I really do appreciate the sentiment about respecting people who’ve gone through hell and back, and the call to find some respect for people who made it through life without respect that they deserved. I can’t find too much fault with the motives.
But the exaggeration and simplification here is rubbing me the wrong way. To me, the moral complexity of it all is what is so compelling and actually an even better reason to be compassionate. Many of the people sent to Viet Nam were drafted, not sent there by choice. Everyone sent there was sent there with the official reason of “fighting for their country,” but what actually motivated each soldier, sailor, airman, marine, and coast guarder(?) was incredibly varied. What each one really was there for (and not all actually “fought” in an active sense) and what motivated each on a daily basis was often not an ideological crusade for freedom and patriotism.
Hell, some people wound up in Viet Nam because they were trying to *avoid* being there. Men joined the Coast Guard assuming that meant they wouldn’t leave the U.S., but then were sent out on dangerous riverine operations in Viet Nam anyway. A friend of mine fled to Canada to escape the draft, snuck back into the U.S., was caught, and drafted into the Marines and sent to Viet Nam anyway. He’s a draft dodger and a Viet Nam vet in the same person. Bill Clinton didn’t go, of course, but his original plan in college was to join the ROTC with the understanding that he wouldn’t be sent to Viet Nam, and when the ROTC said that was a common deal but couldn’t totally guarantee it, he backed out. Others tried the same deal, some escaped and some didn’t.
Returning VN vets faced the most hateful response NOT from antiwar groups, but from WWII vets and the older generation. Forget the spitting hippy girl in the airport urban legend, the only good documented evidence of returning vets being spat upon is a moment when a WWII vet from the American Legion or VFW spat on a returning VN vet, because he thought the younger generation was shamefully losing the war. (No one thought WWII vets ever committed any atrocities or abused drugs during their war.)
Respect VN vets by not using them as a political football in current debates about military policy. Don’t let people use the “Tinkerbell theory” about Viet Nam to justify questionable wars and silence dissent. (The Tinkerbell theory: if we believe Tinkerbell can fly, she can fly. If we have total faith in the war effort, the war will be a success. If we doubt or question, then we’re not supporting the troops. If we question our leaders, it’s not supporting the troops and their morale will suffer and therefore we will lose. Just like we did in Viet Nam. If only the antiwar people had kept their mouth shut, we would have won that war.) It’s the classic “we would have won if we hadn’t been stabbed in the back at home” argument.

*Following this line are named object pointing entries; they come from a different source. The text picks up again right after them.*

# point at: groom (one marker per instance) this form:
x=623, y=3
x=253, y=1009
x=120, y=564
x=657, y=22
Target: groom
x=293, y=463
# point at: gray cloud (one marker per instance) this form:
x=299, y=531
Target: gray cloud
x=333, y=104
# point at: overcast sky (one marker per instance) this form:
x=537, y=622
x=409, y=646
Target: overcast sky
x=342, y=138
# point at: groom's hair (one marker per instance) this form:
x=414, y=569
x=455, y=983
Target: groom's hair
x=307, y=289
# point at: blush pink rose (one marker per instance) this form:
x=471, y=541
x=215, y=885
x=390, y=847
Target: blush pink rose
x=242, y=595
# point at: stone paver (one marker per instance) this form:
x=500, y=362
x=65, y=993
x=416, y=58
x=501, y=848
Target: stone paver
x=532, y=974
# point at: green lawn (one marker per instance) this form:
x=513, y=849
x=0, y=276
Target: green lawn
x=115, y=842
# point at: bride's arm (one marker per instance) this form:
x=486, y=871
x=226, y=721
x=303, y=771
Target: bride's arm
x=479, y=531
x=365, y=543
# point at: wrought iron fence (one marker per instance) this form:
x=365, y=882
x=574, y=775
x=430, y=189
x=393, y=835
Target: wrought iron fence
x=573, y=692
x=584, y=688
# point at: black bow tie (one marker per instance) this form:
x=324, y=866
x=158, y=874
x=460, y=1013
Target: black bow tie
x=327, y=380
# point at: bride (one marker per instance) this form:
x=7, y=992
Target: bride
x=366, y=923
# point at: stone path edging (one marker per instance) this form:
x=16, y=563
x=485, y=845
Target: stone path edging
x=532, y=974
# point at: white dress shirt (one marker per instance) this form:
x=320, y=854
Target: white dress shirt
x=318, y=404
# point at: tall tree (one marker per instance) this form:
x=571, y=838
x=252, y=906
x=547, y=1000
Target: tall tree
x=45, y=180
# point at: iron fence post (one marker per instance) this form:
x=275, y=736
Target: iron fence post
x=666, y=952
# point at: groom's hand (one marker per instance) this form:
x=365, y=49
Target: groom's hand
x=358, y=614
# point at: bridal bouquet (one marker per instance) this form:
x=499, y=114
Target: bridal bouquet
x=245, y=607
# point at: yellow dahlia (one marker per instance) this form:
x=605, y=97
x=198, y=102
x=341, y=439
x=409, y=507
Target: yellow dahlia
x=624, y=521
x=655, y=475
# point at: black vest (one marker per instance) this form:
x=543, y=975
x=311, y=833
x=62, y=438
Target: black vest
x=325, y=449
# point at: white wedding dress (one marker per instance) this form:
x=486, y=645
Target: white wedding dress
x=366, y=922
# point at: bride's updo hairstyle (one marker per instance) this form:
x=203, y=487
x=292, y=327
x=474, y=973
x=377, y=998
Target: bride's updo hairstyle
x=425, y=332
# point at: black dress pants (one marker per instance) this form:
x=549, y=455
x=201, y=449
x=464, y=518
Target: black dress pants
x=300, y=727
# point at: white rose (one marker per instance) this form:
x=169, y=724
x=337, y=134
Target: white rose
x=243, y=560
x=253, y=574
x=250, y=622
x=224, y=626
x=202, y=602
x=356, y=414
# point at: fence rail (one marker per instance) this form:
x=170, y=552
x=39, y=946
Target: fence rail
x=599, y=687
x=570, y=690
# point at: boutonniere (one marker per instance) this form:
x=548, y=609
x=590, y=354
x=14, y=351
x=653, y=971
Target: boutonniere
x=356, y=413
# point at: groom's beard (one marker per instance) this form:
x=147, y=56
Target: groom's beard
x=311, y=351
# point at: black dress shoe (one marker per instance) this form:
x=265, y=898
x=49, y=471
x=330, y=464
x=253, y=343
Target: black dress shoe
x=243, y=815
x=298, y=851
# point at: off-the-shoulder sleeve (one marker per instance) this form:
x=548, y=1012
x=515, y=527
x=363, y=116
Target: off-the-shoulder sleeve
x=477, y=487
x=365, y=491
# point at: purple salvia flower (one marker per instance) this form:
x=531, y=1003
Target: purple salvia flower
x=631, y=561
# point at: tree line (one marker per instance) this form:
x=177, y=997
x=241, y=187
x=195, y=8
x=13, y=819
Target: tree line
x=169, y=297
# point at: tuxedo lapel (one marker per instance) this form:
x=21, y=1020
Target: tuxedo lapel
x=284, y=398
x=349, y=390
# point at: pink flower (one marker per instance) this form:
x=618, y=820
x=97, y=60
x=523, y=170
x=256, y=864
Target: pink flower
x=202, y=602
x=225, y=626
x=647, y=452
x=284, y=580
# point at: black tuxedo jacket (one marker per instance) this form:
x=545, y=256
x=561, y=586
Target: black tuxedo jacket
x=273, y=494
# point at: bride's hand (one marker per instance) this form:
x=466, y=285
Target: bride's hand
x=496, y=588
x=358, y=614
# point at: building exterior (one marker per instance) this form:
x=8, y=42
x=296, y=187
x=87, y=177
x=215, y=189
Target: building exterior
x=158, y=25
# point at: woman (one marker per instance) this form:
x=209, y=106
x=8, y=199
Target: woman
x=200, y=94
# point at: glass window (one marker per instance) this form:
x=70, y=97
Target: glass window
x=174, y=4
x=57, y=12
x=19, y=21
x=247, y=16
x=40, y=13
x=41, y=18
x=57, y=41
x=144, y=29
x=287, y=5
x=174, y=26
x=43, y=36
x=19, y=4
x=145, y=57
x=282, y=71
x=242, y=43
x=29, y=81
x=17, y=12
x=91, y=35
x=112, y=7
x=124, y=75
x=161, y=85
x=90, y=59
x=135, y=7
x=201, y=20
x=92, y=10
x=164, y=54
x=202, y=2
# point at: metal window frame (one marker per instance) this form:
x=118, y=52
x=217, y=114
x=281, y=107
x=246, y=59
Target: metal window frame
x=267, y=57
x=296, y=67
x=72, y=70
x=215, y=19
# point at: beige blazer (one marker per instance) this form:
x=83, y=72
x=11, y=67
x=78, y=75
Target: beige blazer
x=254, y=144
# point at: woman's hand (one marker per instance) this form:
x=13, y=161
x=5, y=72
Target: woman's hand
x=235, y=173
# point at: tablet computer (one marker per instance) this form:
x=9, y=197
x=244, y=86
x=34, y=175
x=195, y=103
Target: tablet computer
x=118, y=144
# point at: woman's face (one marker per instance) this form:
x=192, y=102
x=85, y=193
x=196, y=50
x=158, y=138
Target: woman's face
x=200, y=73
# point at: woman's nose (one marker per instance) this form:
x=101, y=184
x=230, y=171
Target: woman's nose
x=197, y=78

I know people believe very strongly in this argument and to question it offends their beliefs, but that doesn’t mean the argument is true or accurate.
We did it because at the the time, ‘it was the right thing to do’, I believed in fighting Communism wherever it was destroying people. It was a noble cause. I did not enjoy being spit on or the so called ‘flower childern’ offering me ‘peacenik’ flowers.
The ‘tie a yellow ribbon around the old oak tree’ after the Desert Storm-Desert Sheild war was a catharsist for me….a real welcome home.
When known to me I will always tell a fellow RVN vet, ‘welcome home’. For some of those it is the very first time.
Shame on you America for not welcoming home some of the greatest Americans yet! They did not die in vain….they died for your FREEDOM!
RVN 1970-71, 240th AHC ‘Greyhounds’
Vietnam vet here. I was spit on. It is NOT a myth.Ask some vietnamese refuges if our effort in vietnam was wrong………..Most viet nam veterans were NOT dreftees. they were enlisted. My draft number was 358. I enlisted and volunteered to go to vietnam.
Can Tho army airfield,march 1971 to march 1972. 191st asslt helo company and 18th aviation company……..
Welcome home Jeff…thanks for serving our country! It is important and will be in the future as well.